Implicit Bias and the Jan. 6 Insurrection

It has been almost two months since the Jan. 6 insurrection battle at the Capitol that left 8 dead and one very important question that will probably remain a mystery forever. How is it possible for a country that spends almost 1$ trillion in defense to be infiltrated by people armed with pepper spray and poles (assuming there were many firearms, but none were unholstered)? I propose that the one overarching theme to this solution is not simple but fairly easy to understand. Media has reported this theme with a code word for the last month, they call it “a lack of imagination.” This code is confusing since up to this point in the hearings, everybody had a very clear understanding that this group of people with a violent past had a very clear goal, to stop the House of Representatives from counting the votes. “A lack of imagination” is code for implicit racial bias. Nobody thought violence would happen from the streets up to the head of the FBI because they have been subconsciously been trained to believe that threats of this nature, i.e. terrorism came from people who don’t look like white guys that look like them. 
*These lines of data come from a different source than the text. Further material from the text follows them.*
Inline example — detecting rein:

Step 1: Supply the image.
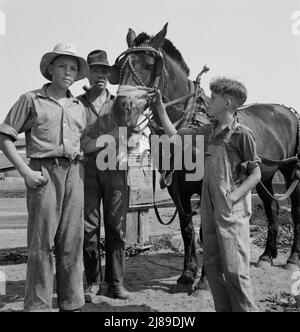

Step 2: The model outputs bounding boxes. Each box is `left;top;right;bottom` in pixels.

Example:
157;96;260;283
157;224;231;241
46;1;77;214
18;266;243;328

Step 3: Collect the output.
116;46;209;225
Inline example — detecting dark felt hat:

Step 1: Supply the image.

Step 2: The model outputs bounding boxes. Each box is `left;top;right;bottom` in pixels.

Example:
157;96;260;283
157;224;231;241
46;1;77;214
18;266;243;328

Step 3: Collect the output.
87;50;110;67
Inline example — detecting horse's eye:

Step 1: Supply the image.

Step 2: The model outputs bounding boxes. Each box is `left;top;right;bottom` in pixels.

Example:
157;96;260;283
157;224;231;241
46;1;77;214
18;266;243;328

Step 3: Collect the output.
146;63;154;70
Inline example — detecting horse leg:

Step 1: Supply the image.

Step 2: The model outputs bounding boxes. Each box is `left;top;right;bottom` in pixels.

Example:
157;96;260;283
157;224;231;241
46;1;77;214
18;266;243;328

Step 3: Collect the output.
285;184;300;271
257;175;279;267
168;184;198;284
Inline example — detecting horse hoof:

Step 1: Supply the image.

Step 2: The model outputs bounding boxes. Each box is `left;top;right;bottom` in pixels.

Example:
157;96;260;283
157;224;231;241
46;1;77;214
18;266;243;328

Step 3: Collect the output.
194;278;210;291
284;263;300;272
170;284;193;294
177;271;195;285
256;258;273;268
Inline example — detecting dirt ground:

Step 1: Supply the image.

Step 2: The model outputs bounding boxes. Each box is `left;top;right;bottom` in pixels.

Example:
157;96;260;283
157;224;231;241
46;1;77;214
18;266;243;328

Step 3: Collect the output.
0;245;300;312
0;202;300;312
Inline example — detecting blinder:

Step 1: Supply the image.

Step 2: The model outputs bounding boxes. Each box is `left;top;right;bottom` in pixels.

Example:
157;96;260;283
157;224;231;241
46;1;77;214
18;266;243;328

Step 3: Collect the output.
108;46;163;85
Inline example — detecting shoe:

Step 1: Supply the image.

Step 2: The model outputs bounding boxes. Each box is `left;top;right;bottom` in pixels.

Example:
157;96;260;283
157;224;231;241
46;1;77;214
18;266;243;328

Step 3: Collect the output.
84;285;100;303
107;286;130;300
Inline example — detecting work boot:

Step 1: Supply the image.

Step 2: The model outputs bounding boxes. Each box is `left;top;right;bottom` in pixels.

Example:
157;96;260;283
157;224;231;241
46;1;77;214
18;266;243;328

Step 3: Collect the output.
107;285;130;300
84;284;100;303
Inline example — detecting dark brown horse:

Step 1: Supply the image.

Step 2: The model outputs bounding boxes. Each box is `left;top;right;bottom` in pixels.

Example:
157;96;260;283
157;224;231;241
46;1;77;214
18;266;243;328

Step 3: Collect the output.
110;25;300;283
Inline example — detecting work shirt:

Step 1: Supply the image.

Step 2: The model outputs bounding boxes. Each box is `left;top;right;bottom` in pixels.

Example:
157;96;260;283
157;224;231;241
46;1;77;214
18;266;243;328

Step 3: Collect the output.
0;84;86;159
77;90;117;156
178;120;261;185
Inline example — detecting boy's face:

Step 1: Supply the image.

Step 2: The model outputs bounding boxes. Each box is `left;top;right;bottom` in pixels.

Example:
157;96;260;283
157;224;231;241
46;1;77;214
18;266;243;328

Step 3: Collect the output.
49;55;78;89
89;65;109;90
207;92;231;118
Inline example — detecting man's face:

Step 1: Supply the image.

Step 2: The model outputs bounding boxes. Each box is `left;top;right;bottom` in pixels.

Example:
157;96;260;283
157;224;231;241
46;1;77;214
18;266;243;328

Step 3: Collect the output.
89;65;109;90
207;92;229;117
49;55;79;89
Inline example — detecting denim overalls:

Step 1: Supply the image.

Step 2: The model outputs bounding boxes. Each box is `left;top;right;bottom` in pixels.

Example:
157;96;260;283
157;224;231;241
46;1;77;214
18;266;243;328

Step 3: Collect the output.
201;122;257;311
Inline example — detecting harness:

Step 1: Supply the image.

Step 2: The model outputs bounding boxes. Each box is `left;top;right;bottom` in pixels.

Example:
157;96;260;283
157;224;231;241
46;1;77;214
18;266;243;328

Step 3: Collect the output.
109;45;209;225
Gorham explains the dissociation by the theory of the ultimate attribution error (p.15). People judge others by the groups they are in, either ingroups or outgroups. You can watch somebody perform an action and if you assumed they are ingroup, you make the lightest possible assumptions of why they are acting that way because you identify with them. Outgroups (or others) don’t get this kind of generous understanding since people are primed to assume the worst of people who are not like you. These thoughts are not conscious and the only way to fight them is to know that they exist.

The intelligence clearly had it pinned that these were bad people, they were also white people, so it was much easier to slant their understanding of the threat. This is implicit bias, they assumed their behavior but recalculated their motives based on association.

The simplest way to make this clear is to look at how the preparation for the protests by Black Lives Matter was handle by authorities. The scene at the Lincoln Memorial, which does not house any Congressmen or Senator it had 50 masked Nation Guardsman wearing camouflage behind a row of D.C. Police during the June 3, 2020 protests. That was the day that former President Trump ordered Lafayette Square to be cleared so he could have his photo taken with a bible at St. Johns Church. The protesters faced tear gas, rubber bullets, many were detained, 88 arrests were made.

It couldn’t be any more clear that even after a “successful” terrorist attack on our Capitol, only 52 arrests were made. I even remember watching officers helping women down the stairs and taking selfies with the aggressors. These crimes had clear motives, clear intents, and it is becoming more clear to me why nobody saw this coming.

Gorham, B. (2019) The social psychology of stereotypes and bias: implications for media audiences. In R.A. Lind (Fourth Edition.), Race/Gender/Class/Media. Routledge.